VIVE XR Elite
- Developer: HTC
- Type: Mixed Reality Headset
- Released: 2023
- CPU: Qualcomm Snapdragon XR 2 chipset
- Memory: 12GB RAM, 128GB storage
- Display: 4K Resolution, 90 Hz refresh rate, 110-degree FOV
- Platform: PC-Compatible, Android Screen Mirroring capable
- Weight: 625g

= HTC Vive XR Elite =

Virtual reality headset

VIVE XR Elite is an extended reality (XR) headset developed and manufactured by HTC. Released in February 2023, the headset combines virtual reality (VR) and mixed reality (MR) functionalities.

== Overview ==
HTC Corporation introduced the VIVE XR Elite at the 2023 Consumer Electronics Show (CES) in Las Vegas in January 2023 with the product becoming available later in February. The headset is designed to operate as a standalone device, eliminating the need for external hardware or a PC connection. It offers a resolution of 1920 × 1920 pixels per eye and features a 90 Hz refresh rate and a field of view up to 110 degrees.

At launch, the VIVE XR Elite was supported by a range of applications and games available on the HTC VIVEPORT platform. Titles available at launch included Hubris, Yuki, Maestro, Les Mills Body Combat, among others.

== Specifications==
The VIVE XR Elite is powered by a Qualcomm Snapdragon XR2 processor, and is equipped with 12 GB of RAM and 128 GB of storage. It includes a full-color RGB passthrough camera and four wide field-of-view (FOV) cameras for tracking. The device supports various connectivity methods, including USB-C and Wi-Fi, and is compatible with a range of Android smartphones.

The headset's battery cradle is removable, facilitating a hot-swappable battery system that offers up to 2 hours of battery life. The device is noted for its lightweight design, weighing 625 grams with the battery included.

The headset includes a lens diopter adjustment feature for near-sighted users and an adjustable slider for setting interpupillary distance (IPD), with a range of 54-73 mm, accommodating up to a -6 prescription.

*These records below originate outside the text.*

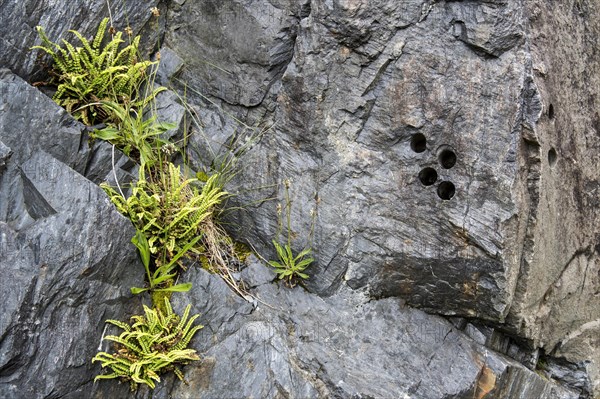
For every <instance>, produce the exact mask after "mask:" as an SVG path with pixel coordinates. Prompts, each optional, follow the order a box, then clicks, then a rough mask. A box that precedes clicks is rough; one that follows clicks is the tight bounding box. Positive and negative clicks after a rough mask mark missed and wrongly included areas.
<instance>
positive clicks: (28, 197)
mask: <svg viewBox="0 0 600 399" xmlns="http://www.w3.org/2000/svg"><path fill="white" fill-rule="evenodd" d="M20 174H21V181H22V182H23V199H24V201H25V209H27V213H29V216H31V217H32V218H33V219H35V220H38V219H42V218H45V217H48V216H52V215H54V214H56V213H57V212H56V210H55V209H54V208H52V206H51V205H50V204H49V203H48V201H46V199H45V198H44V196H43V195H42V194H41V193H40V192H39V191H38V190H37V189H36V188H35V185H34V184H33V183H32V182H31V180H29V178H28V177H27V175H26V173H25V172H24V171H23V170H22V169H20Z"/></svg>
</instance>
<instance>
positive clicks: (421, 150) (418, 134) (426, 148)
mask: <svg viewBox="0 0 600 399" xmlns="http://www.w3.org/2000/svg"><path fill="white" fill-rule="evenodd" d="M410 148H412V150H413V151H414V152H423V151H425V150H426V149H427V139H426V138H425V135H424V134H422V133H416V134H413V136H412V138H411V139H410Z"/></svg>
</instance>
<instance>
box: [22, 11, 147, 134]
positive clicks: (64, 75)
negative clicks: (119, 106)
mask: <svg viewBox="0 0 600 399" xmlns="http://www.w3.org/2000/svg"><path fill="white" fill-rule="evenodd" d="M107 24H108V18H105V19H103V20H102V22H100V25H99V26H98V30H97V32H96V35H95V37H94V39H93V40H92V41H91V42H90V41H89V40H88V39H86V38H85V37H83V35H81V34H80V33H79V32H77V31H75V30H71V31H70V32H71V33H73V34H74V35H75V36H76V37H77V39H78V40H79V42H80V43H81V46H82V47H76V46H74V45H73V44H72V43H70V42H68V41H67V40H65V39H62V45H61V44H58V43H55V42H53V41H51V40H50V39H49V38H48V36H47V35H46V33H45V32H44V28H42V27H41V26H38V27H37V32H38V34H39V36H40V38H41V40H42V44H41V45H39V46H34V47H32V49H40V50H42V51H44V52H46V53H47V54H49V55H50V56H51V57H52V60H53V62H54V67H53V70H52V71H51V75H52V83H53V84H55V85H57V86H58V87H57V90H56V93H55V94H54V96H53V97H52V98H53V100H54V101H56V103H58V104H59V105H60V106H62V107H64V108H65V109H66V110H67V111H68V112H69V113H71V114H72V115H73V116H74V117H75V118H76V119H79V120H81V121H82V122H83V123H85V124H88V125H93V124H95V123H99V122H104V121H106V120H107V118H108V117H109V115H108V113H107V112H106V110H105V109H104V106H103V104H101V103H100V101H114V102H119V103H127V102H130V101H133V100H135V98H136V95H137V90H138V89H139V87H140V86H141V84H142V83H143V82H144V81H145V79H146V70H147V69H148V67H149V66H151V65H153V64H155V63H154V62H151V61H138V46H139V42H140V37H139V36H136V37H135V38H133V40H131V42H130V43H129V45H127V46H125V47H124V48H120V47H121V44H122V43H124V40H123V39H122V33H121V32H117V33H116V34H114V35H113V37H112V40H111V41H110V42H108V43H107V44H106V45H105V46H104V47H101V46H102V43H103V41H104V36H105V33H106V27H107Z"/></svg>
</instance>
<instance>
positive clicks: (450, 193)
mask: <svg viewBox="0 0 600 399" xmlns="http://www.w3.org/2000/svg"><path fill="white" fill-rule="evenodd" d="M455 193H456V188H455V187H454V184H452V183H451V182H449V181H443V182H441V183H440V185H439V186H438V196H439V197H440V198H441V199H443V200H446V201H448V200H450V199H452V197H454V194H455Z"/></svg>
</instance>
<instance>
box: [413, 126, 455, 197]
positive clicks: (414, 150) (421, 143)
mask: <svg viewBox="0 0 600 399" xmlns="http://www.w3.org/2000/svg"><path fill="white" fill-rule="evenodd" d="M410 148H411V149H412V150H413V151H414V152H416V153H421V152H425V150H426V149H427V138H426V137H425V135H424V134H422V133H416V134H414V135H413V136H412V137H411V140H410ZM438 161H439V163H440V166H441V167H442V168H444V169H450V168H452V167H453V166H454V165H456V153H455V152H454V151H453V150H452V149H450V148H449V147H447V146H444V147H443V148H442V149H441V151H440V152H439V154H438ZM437 180H438V174H437V171H436V170H435V169H434V168H431V167H426V168H423V169H421V171H420V172H419V181H421V184H423V185H424V186H432V185H434V184H435V183H436V182H437ZM437 194H438V197H440V198H441V199H442V200H445V201H448V200H450V199H452V197H454V194H456V187H455V186H454V183H452V182H450V181H442V182H440V184H439V185H438V188H437Z"/></svg>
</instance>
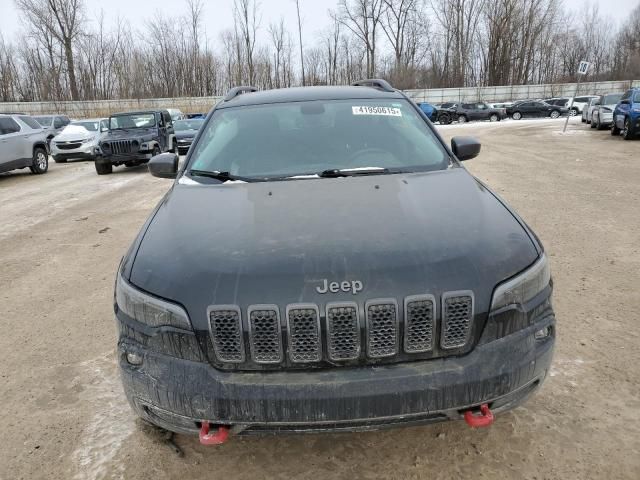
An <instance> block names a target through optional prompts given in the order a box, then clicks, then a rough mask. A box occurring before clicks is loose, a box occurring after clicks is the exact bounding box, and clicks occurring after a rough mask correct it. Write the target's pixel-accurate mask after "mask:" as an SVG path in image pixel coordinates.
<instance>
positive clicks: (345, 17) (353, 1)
mask: <svg viewBox="0 0 640 480" xmlns="http://www.w3.org/2000/svg"><path fill="white" fill-rule="evenodd" d="M338 8H339V13H338V15H337V16H336V18H338V19H339V20H340V22H341V23H342V24H343V25H344V26H345V27H346V28H348V29H349V30H350V31H351V32H352V33H353V35H354V36H355V37H356V38H358V39H359V40H360V41H361V42H362V44H363V45H364V47H365V51H366V56H367V76H368V77H374V76H375V74H376V47H377V33H378V26H379V25H380V22H381V19H382V15H383V13H384V10H385V3H384V1H383V0H340V1H339V2H338Z"/></svg>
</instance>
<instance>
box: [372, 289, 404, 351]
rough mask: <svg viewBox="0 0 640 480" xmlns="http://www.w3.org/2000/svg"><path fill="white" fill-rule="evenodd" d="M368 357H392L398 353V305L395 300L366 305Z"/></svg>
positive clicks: (379, 301)
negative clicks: (392, 355)
mask: <svg viewBox="0 0 640 480" xmlns="http://www.w3.org/2000/svg"><path fill="white" fill-rule="evenodd" d="M365 309H366V315H367V355H368V356H369V357H371V358H382V357H390V356H392V355H395V354H396V353H397V351H398V305H397V304H396V302H395V300H373V301H369V302H367V304H366V307H365Z"/></svg>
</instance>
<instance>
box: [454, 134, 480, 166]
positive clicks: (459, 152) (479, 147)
mask: <svg viewBox="0 0 640 480" xmlns="http://www.w3.org/2000/svg"><path fill="white" fill-rule="evenodd" d="M480 147H481V145H480V142H479V141H478V140H476V139H475V138H473V137H453V138H452V139H451V150H452V151H453V154H454V155H455V156H456V157H457V158H458V160H460V161H461V162H463V161H465V160H471V159H472V158H476V157H477V156H478V155H479V154H480Z"/></svg>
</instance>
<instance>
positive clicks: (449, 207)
mask: <svg viewBox="0 0 640 480" xmlns="http://www.w3.org/2000/svg"><path fill="white" fill-rule="evenodd" d="M479 151H480V144H479V143H478V142H477V141H476V140H474V139H473V138H470V137H456V138H454V139H453V140H452V141H451V148H449V147H448V146H447V145H446V144H445V143H444V142H443V140H442V139H441V138H440V136H439V135H438V133H437V132H436V130H435V128H434V127H433V125H432V124H431V123H430V122H429V121H428V120H427V118H426V116H425V115H424V113H423V112H422V111H421V110H420V109H419V108H418V107H417V106H416V105H415V104H414V103H413V102H412V101H411V100H409V99H408V98H407V97H406V96H405V95H404V94H403V93H401V92H399V91H396V90H394V89H393V88H392V87H391V86H390V85H389V84H388V83H386V82H384V81H382V80H367V81H362V82H358V83H357V84H356V85H355V86H352V87H309V88H293V89H282V90H272V91H265V92H257V91H256V89H255V88H253V87H240V88H237V89H233V90H232V91H231V92H230V93H229V94H228V95H227V96H226V98H225V99H224V100H223V101H222V102H220V103H219V104H218V105H217V106H216V107H215V109H214V110H213V111H212V112H211V113H210V114H209V115H208V117H207V119H206V121H205V124H204V126H203V127H202V129H201V130H200V132H199V133H198V136H197V137H196V139H195V141H194V143H193V146H192V148H191V149H190V151H189V154H188V156H187V160H186V162H185V164H184V166H182V167H180V169H178V157H177V155H175V154H171V153H167V154H162V155H159V156H157V157H154V158H153V159H152V160H151V162H150V164H149V169H150V171H151V173H152V174H154V175H156V176H159V177H165V178H175V179H176V180H175V183H174V184H173V187H172V188H171V189H170V190H169V192H168V193H167V195H166V196H165V197H164V199H163V200H162V202H160V204H159V205H158V206H157V207H156V209H155V210H154V212H153V213H152V214H151V216H150V218H149V220H148V221H147V222H146V224H145V225H144V227H143V228H142V230H141V231H140V233H139V235H138V237H137V239H136V240H135V241H134V243H133V245H132V246H131V248H130V249H129V251H128V253H127V254H126V256H125V257H124V258H123V260H122V262H121V264H120V267H119V269H118V274H117V280H116V287H115V315H116V318H117V324H118V327H119V341H118V351H119V355H118V359H119V360H118V361H119V365H120V368H121V373H122V381H123V384H124V388H125V392H126V395H127V397H128V399H129V402H130V403H131V406H132V407H133V409H134V410H135V412H136V413H137V414H138V415H140V416H141V417H143V418H144V419H146V420H147V421H149V422H152V423H154V424H156V425H159V426H161V427H164V428H166V429H168V430H171V431H174V432H181V433H187V434H189V433H193V434H198V433H199V434H200V441H201V442H202V443H204V444H217V443H221V442H223V441H224V440H226V439H227V436H228V435H230V434H240V433H244V434H249V433H264V432H278V431H293V432H307V431H322V430H362V429H375V428H381V427H384V426H391V425H406V424H418V423H427V422H433V421H440V420H449V419H458V418H465V420H466V421H467V423H469V424H470V425H472V426H481V425H487V424H490V423H491V422H492V421H493V413H495V412H500V411H503V410H506V409H509V408H512V407H514V406H516V405H517V404H519V403H520V402H522V401H523V400H524V399H525V398H527V397H528V396H529V394H531V393H532V392H533V391H534V390H535V389H536V388H537V387H538V386H539V385H540V384H541V383H542V381H543V380H544V379H545V377H546V376H547V374H548V372H549V368H550V365H551V360H552V355H553V347H554V341H555V317H554V313H553V310H552V305H551V291H552V281H551V276H550V271H549V265H548V261H547V257H546V256H545V253H544V250H543V247H542V245H541V244H540V241H539V240H538V239H537V237H536V236H535V235H534V234H533V232H532V231H531V230H530V229H529V228H528V227H527V225H526V224H525V223H524V222H523V221H522V220H521V219H520V217H518V215H517V214H515V213H514V212H513V211H512V210H511V209H510V208H509V207H508V206H507V205H506V204H505V203H504V201H502V200H501V199H500V198H499V197H498V196H497V195H496V194H494V193H493V192H492V191H491V190H490V189H489V188H488V187H487V186H486V185H484V184H483V183H482V182H480V181H479V180H477V179H476V178H474V177H473V176H472V175H470V174H469V172H467V170H466V169H465V168H464V167H463V166H462V165H461V163H460V162H461V161H463V160H467V159H470V158H474V157H475V156H476V155H478V153H479Z"/></svg>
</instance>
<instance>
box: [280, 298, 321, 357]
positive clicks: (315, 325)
mask: <svg viewBox="0 0 640 480" xmlns="http://www.w3.org/2000/svg"><path fill="white" fill-rule="evenodd" d="M287 328H288V333H289V358H290V359H291V361H292V362H295V363H308V362H318V361H320V358H321V345H320V315H319V313H318V307H317V306H316V305H289V306H288V307H287Z"/></svg>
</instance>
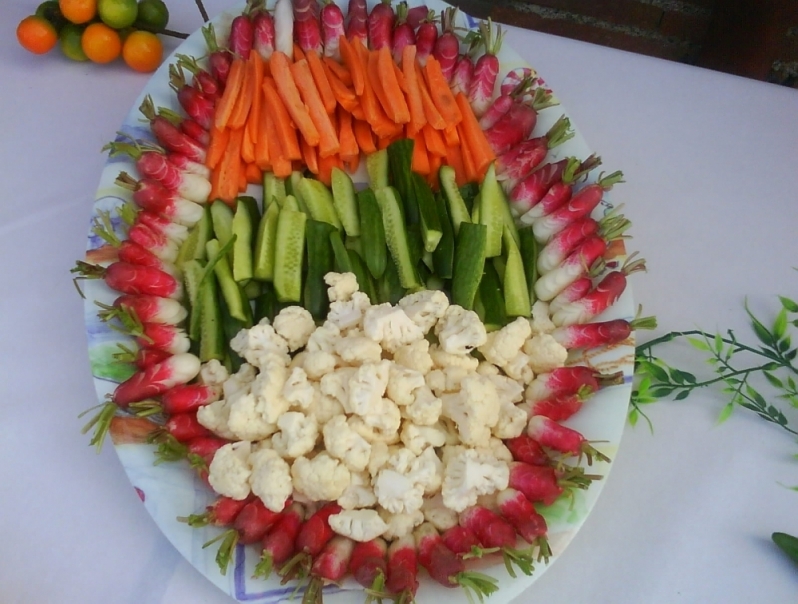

The VIVE XR Elite features a depth sensor for room scanning, allowing automatic detection of desks and walls.

== Accessories ==
HTC offers various accessories for the VIVE XR Elite, including the VIVE Wrist Tracker to augment hand tracking, VIVE Controllers for the use of traditional game controls with the device, a VIVE Streaming Cable for PC VR connection, and VIVE Temple Pads which are more lightweight than the standard headset. Additionally, a VIVE Face Gasket is available for increased comfort and hygiene during extended use.

== User experience ==

The VIVE XR Elite has been praised for its modular and ergonomic design, offering long-term comfort and portability. Its lightweight build, adjustable fit, and diopter correction features are frequently cited as user-friendly advantages, particularly for extended VR or MR sessions.